Generating Suicide Awareness

Generating Suicide Awareness

State, county organizations partner with faith communities in fight against depression and suicide

Mental health professionals and representatives from faith-based communities joined last week to discuss ways to generate awareness about depression and suicide.

"This year our calls have increased by 36 percent overall," said Carol Loftur-Thun, executive director of CrisisLink, a Northern Virginia based 24-hour crisis hotline.

"Our suicide calls have increased 180 percent," she said. "This year we've had 20,000 calls alone."

Because suicide is the third leading cause of death for young people aged 15 to 24 and the 11th leading cause of death in America, according to the American Association of Suicidology, Fairfax Partnership for Youth, the Virginia Department of Health and CrisisLink co-sponsored the June 16 interfaith conference.

"This is not just a project about youth," said Fran Gatlin, psychologist Fairfax County Public Schools. "Our youth can't be healthy if their parents aren't healthy, if their communities aren't healthy."

IN 2003, 64 people died by suicide in Fairfax County — more than one person per week, according to the Virginia Department of Health.

In Virginia an average of one middle or high school student dies by suicide each week, according to the state department of health.

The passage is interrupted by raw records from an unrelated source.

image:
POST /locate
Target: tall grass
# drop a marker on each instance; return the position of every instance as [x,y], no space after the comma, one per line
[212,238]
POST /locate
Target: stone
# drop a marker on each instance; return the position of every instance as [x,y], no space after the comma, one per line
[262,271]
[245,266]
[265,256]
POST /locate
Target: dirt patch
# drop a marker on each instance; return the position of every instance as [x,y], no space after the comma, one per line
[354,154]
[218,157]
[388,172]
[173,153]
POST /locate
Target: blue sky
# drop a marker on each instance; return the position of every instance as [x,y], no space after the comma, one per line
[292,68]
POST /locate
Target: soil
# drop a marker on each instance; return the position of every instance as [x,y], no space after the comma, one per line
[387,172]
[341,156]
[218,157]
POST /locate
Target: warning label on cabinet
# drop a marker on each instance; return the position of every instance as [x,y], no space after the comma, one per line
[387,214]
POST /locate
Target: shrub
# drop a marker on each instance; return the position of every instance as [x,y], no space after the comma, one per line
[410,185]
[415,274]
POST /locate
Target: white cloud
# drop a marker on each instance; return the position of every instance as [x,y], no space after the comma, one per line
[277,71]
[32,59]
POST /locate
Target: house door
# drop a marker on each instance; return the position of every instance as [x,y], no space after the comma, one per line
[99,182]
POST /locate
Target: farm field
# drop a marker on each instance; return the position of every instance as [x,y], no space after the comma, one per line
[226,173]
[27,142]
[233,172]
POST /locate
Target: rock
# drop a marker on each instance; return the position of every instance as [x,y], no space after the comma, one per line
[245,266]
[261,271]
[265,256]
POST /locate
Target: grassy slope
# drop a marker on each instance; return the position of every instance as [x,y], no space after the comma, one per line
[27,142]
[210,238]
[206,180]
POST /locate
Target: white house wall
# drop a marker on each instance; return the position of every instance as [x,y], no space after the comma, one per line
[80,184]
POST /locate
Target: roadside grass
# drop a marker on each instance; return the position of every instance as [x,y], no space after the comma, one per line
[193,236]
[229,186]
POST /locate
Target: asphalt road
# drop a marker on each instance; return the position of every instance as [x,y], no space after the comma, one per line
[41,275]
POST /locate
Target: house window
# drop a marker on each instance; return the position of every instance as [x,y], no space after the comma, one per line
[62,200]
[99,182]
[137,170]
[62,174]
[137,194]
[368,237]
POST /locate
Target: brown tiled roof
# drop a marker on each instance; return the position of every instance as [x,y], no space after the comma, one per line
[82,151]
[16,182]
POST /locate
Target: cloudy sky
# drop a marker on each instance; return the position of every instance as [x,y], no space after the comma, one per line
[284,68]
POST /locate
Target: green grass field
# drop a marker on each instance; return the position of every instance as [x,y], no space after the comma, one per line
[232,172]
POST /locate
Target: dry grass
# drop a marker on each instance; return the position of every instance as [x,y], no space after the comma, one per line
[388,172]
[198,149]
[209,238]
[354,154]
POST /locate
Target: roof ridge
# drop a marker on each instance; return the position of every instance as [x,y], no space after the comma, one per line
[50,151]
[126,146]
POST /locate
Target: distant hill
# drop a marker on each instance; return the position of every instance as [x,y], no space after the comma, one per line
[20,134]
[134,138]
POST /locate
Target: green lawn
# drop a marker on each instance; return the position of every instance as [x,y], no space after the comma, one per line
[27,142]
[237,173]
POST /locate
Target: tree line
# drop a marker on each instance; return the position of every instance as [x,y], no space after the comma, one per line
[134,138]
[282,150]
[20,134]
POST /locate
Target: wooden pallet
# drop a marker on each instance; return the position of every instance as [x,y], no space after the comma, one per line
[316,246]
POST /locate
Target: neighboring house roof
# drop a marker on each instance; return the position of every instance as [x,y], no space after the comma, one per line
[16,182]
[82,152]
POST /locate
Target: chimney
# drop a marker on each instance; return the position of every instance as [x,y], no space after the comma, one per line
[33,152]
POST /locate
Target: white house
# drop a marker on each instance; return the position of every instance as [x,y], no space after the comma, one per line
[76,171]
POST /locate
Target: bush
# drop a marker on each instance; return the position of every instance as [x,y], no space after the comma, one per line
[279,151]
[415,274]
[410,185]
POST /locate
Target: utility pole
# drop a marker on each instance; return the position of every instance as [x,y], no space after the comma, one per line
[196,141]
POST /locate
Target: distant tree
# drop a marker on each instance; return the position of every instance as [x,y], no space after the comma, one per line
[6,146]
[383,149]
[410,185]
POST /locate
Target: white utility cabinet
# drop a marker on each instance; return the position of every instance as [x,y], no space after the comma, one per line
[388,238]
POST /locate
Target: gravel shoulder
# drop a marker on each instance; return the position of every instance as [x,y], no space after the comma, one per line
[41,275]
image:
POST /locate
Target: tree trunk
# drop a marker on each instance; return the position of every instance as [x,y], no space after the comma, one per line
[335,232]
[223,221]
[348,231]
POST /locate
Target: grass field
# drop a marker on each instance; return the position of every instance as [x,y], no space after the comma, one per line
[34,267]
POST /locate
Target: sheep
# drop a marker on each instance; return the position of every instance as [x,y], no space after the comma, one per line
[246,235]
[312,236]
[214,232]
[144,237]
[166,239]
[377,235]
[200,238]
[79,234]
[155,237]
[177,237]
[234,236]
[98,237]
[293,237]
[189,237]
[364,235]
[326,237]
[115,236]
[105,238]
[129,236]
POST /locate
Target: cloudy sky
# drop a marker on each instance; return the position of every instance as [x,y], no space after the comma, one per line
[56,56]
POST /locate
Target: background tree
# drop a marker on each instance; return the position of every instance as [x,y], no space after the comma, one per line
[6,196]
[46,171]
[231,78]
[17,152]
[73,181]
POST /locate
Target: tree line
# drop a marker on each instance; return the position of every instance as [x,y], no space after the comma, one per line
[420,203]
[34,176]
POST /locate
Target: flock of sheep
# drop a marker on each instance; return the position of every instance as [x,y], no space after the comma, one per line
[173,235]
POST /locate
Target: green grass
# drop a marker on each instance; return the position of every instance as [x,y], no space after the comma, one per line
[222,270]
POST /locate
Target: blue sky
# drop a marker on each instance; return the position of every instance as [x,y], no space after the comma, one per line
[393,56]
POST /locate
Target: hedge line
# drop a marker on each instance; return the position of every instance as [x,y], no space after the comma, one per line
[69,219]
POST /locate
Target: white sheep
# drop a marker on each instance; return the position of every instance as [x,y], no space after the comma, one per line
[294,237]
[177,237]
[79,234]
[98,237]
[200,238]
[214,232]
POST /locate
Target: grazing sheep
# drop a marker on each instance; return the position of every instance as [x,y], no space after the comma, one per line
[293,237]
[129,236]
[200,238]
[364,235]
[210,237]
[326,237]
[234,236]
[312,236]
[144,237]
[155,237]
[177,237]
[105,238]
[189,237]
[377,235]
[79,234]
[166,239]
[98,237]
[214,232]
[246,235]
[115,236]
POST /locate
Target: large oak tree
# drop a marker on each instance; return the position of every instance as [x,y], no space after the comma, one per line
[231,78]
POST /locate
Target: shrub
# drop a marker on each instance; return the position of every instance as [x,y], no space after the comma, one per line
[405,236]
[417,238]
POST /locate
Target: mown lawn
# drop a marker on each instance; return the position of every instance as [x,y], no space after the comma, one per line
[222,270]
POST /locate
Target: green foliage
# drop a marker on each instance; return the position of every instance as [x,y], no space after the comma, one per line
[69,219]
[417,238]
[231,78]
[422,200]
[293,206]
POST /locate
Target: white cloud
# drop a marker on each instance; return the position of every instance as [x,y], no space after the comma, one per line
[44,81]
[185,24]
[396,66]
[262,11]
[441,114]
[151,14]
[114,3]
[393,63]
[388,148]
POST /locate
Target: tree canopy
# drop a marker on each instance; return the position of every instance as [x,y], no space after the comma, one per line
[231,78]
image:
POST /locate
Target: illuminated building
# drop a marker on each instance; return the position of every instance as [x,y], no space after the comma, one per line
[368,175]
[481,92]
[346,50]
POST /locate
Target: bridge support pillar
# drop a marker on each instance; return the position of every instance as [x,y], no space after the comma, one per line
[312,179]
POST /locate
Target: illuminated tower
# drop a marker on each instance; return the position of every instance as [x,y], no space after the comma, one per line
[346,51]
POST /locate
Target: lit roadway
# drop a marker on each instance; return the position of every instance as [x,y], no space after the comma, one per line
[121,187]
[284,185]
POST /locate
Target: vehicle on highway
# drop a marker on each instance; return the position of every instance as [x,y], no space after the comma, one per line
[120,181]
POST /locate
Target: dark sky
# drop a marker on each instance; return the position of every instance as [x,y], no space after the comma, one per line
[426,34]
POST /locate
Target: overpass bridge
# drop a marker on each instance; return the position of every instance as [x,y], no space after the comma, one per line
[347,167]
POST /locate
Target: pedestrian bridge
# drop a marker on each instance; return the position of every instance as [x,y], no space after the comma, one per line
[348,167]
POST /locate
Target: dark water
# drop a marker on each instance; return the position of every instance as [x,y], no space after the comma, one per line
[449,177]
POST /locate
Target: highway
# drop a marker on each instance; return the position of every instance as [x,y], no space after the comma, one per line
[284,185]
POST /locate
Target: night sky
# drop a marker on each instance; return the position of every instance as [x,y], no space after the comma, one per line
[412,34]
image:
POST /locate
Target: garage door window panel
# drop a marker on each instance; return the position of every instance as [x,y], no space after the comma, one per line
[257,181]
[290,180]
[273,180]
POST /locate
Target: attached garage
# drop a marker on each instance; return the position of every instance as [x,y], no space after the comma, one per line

"The most preventable form of death is suicide," said Gatlin. "As a psychologist I am seeing more teens who are living on the edge of not caring to live."

In 2001, 36 percent of teens surveyed in Fairfax County Public Schools reported that they had felt sad or hopeless for days or weeks, according to FCPS' Communities That Care Survey of 8th, 10th and 12th graders.

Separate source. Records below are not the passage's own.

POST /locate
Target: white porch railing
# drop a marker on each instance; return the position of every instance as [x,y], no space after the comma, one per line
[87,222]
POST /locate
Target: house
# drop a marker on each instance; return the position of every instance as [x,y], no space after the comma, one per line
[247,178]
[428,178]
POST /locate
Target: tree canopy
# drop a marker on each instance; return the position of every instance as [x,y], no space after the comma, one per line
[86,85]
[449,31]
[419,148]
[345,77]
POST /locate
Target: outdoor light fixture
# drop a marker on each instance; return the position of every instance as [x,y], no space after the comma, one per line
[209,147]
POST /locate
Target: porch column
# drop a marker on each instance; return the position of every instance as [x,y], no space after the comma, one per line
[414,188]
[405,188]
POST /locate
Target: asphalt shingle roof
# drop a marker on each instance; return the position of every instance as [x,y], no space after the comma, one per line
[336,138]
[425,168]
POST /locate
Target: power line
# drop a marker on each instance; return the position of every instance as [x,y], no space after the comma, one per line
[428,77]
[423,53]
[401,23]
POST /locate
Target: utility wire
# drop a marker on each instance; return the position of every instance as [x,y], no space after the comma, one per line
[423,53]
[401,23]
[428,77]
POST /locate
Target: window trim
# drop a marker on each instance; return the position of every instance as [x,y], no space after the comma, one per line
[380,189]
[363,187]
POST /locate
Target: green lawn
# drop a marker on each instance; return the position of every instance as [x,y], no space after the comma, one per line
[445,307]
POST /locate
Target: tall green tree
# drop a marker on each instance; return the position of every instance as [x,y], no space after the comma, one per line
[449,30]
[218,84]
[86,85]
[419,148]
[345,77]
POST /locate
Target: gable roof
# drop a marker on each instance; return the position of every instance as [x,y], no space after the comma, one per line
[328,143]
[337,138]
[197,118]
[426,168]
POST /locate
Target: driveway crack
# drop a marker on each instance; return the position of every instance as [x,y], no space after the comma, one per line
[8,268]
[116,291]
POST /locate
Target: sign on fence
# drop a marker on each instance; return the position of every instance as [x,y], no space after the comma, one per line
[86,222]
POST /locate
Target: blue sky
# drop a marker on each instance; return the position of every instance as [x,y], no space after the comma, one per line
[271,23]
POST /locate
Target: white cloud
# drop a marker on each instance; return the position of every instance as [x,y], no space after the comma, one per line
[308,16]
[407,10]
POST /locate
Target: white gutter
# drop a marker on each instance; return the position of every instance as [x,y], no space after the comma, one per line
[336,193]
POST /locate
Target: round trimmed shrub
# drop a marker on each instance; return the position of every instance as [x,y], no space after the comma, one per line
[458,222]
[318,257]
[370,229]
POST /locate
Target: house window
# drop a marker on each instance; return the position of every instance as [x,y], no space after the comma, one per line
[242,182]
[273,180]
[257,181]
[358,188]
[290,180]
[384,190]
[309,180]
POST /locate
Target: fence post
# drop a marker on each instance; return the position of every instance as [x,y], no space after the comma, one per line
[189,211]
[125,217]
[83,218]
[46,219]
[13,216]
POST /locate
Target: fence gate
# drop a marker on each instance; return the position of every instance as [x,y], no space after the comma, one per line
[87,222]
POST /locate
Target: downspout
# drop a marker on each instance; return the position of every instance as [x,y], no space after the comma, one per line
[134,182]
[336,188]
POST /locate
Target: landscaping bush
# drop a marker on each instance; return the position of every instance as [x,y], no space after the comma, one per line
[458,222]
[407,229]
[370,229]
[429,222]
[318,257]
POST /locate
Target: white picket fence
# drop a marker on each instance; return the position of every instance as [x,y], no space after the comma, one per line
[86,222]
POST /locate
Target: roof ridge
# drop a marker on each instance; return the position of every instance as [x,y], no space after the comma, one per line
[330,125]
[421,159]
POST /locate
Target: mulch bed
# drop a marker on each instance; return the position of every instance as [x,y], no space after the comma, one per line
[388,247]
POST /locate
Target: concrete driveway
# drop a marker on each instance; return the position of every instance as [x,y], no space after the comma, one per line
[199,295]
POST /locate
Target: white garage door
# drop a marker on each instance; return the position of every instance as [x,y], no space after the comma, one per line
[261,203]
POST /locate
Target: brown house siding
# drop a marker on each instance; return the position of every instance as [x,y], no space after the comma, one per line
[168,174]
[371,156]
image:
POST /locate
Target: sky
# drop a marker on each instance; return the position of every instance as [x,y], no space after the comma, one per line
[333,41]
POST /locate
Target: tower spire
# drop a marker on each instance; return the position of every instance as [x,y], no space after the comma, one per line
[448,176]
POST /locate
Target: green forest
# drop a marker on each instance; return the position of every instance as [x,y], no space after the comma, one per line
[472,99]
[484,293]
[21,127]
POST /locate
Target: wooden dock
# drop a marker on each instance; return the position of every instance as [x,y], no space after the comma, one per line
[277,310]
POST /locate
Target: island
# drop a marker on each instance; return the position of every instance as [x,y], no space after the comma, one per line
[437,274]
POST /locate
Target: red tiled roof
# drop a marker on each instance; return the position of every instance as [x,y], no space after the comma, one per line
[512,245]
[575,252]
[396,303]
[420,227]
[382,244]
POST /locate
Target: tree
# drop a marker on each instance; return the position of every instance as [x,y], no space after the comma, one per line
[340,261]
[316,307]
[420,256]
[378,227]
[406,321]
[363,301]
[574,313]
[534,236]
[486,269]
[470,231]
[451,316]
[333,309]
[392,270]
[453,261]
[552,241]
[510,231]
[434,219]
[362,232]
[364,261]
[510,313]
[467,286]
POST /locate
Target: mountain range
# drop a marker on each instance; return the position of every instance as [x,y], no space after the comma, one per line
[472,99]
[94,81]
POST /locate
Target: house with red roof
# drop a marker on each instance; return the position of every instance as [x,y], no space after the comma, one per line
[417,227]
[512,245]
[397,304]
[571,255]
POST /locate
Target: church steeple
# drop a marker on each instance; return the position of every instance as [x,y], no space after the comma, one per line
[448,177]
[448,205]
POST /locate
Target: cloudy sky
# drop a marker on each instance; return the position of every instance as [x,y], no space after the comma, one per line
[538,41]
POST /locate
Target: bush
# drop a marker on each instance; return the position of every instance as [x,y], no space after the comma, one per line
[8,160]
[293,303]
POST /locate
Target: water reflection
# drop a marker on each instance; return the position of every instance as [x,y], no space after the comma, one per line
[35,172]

Almost 19 percent reported that they had seriously considered suicide, and more than 8 percent reported one or more suicide attempts during the previous 12-months, according to the survey.

"It is a situation that requires a lot more thought and input about how we're going to help these kids in the throws of their depression," said Gatlin.

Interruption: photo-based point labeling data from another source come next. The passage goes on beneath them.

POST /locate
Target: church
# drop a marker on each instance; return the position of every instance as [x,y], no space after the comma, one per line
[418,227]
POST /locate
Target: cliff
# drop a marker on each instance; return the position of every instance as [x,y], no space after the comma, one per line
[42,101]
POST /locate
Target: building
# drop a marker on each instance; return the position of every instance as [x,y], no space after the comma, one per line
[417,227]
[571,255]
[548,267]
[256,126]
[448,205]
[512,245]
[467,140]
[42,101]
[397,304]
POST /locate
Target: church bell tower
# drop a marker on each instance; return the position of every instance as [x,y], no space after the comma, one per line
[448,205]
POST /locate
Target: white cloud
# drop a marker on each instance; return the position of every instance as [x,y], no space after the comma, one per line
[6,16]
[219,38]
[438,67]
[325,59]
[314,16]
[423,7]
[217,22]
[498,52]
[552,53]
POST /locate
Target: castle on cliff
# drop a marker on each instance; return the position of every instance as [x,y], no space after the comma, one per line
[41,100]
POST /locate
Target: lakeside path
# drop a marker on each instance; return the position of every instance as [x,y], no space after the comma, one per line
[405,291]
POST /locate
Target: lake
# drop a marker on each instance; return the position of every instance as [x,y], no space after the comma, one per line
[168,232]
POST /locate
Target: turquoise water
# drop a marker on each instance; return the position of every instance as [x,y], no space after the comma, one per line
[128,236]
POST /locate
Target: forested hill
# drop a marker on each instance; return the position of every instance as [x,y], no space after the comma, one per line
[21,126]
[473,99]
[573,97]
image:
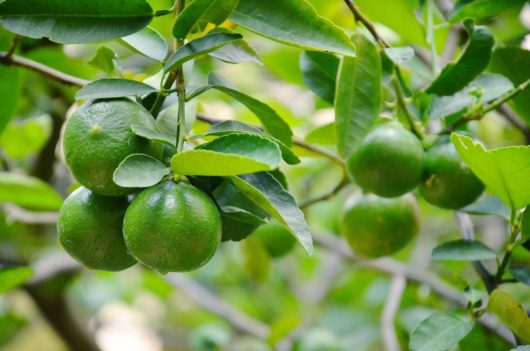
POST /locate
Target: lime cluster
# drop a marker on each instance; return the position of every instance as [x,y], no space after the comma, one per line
[389,163]
[169,227]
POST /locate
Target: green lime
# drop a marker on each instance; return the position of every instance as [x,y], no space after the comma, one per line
[97,138]
[448,182]
[278,241]
[172,227]
[375,226]
[388,162]
[90,230]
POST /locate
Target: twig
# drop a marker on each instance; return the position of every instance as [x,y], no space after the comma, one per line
[394,267]
[388,331]
[359,17]
[42,69]
[214,304]
[466,229]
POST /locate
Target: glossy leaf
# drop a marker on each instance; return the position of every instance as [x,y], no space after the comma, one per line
[10,86]
[439,332]
[479,9]
[25,137]
[358,97]
[267,192]
[113,88]
[320,73]
[139,171]
[29,192]
[400,55]
[512,61]
[208,11]
[463,250]
[475,58]
[230,127]
[13,277]
[505,171]
[231,154]
[292,22]
[488,86]
[149,43]
[270,119]
[521,274]
[200,46]
[104,59]
[75,22]
[504,306]
[488,205]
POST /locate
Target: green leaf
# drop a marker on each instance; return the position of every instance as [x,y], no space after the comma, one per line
[149,43]
[28,192]
[397,15]
[10,86]
[479,9]
[521,274]
[267,192]
[12,277]
[505,171]
[231,154]
[25,137]
[200,46]
[292,22]
[231,127]
[10,325]
[512,62]
[75,22]
[475,58]
[139,171]
[113,88]
[209,11]
[358,97]
[400,55]
[325,135]
[504,306]
[320,73]
[104,59]
[439,332]
[463,250]
[237,52]
[268,117]
[487,85]
[488,205]
[257,262]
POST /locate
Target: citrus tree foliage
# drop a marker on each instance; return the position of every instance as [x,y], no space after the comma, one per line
[338,175]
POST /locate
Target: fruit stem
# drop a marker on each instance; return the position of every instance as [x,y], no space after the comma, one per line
[414,124]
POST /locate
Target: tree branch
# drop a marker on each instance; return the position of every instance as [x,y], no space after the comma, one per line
[388,331]
[214,304]
[394,267]
[38,67]
[466,229]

She went on to explain because teens experience various hormonal changes during puberty and adolescence it can be difficult to notice depression; depression is different depending on an individual.

"We really don't know what causes depression," said Sara Thompson, senior director, adult mental health services, National Mental Health Association.

Thompson highlighted signs of depression including a persistent feeling of sadness, anxiousness or an "empty" mood, sleeping too much or too little, change in weight or appetite, fatigue, feeling hopeless or worthless and thoughts of suicide or death.

Thompson said if any person experiences five or more of these symptoms for two weeks or more, they should seek medical help to determine if they have clinical depression.

"Depression is one of the most common mental illnesses," she said. "Sixteen percent of the population will experience major depression in their lifetime."

Women experience depression at almost twice the rate of men and attempt suicide about three times as often as men, but males are four times more likely to die from suicide than females, according to the National Mental Health Association.

In the United States, 12 million women experience clinical depression each year, while one in eight women will experience depression sometime during their lives.

At least six million men in the United States experience a depressive disorder every year, according to the National Institute of Mental Health.

"THERE IS A NEED for a much more comprehensive policy for mental health in the years to come," said Laurie Young, executive director Older Women's League. "Mental illness, substance abuse and depression are not a normal process of aging. It's OK in our culture to make fun of aging, and that potentially waives off serious problems."

Americans 85 and older have the highest rate of suicide, said Young. At 17.7 percent, people 75 to 84 years old have the second highest rate of suicide, according to Young.

"What you need to do," she said addressing conference attendees, "is take this information and teach someone else."

Although there has been a growing awareness of mental illness and risk of suicide in religious institutions, faith communities do not always know how to help, said the Rev. Jeri Fields of the Mount Vernon Presbyterian Church.

Initiated by the Fairfax Partnership for Youth task force on youth suicide prevention and depression, the goals of the conference were to eliminate fears and motivate people to get involved.

Through the course of the all-day event, attendees learned how depression and suicide affects varying age groups, listened to a panel discussion about religious and cultural approaches to mental illness and suicide, heard from suicide survivors and ended with brainstorming sessions.

One way people can get involved is by educating others that clinical depression is treatable, Thompson said. More information should be made public about depression and suicide to reduce fears and increase support for those who are struggling she said.

"The most common treatment is a combination of medications and psychotherapy," she said. "More than 80 percent of those who seek treatment show improvement."

But she added it is important to be "cognizant that there are many different roads" to treatment, and that what works for one person may not work for the other.

"Make your church or place of worship welcoming to people with mental illness," said Young to the religious representatives present. "Faith could be a very important part of their recovery, or it may not, but bottom line is you have to be aware."

Thompson said if someone is confronted with a loved one or friend considering suicide the most important thing to do is stay calm, listen and get immediate help. She recommended immediately calling CrisisLink, a local 24-hour hotline open year round to help those in need.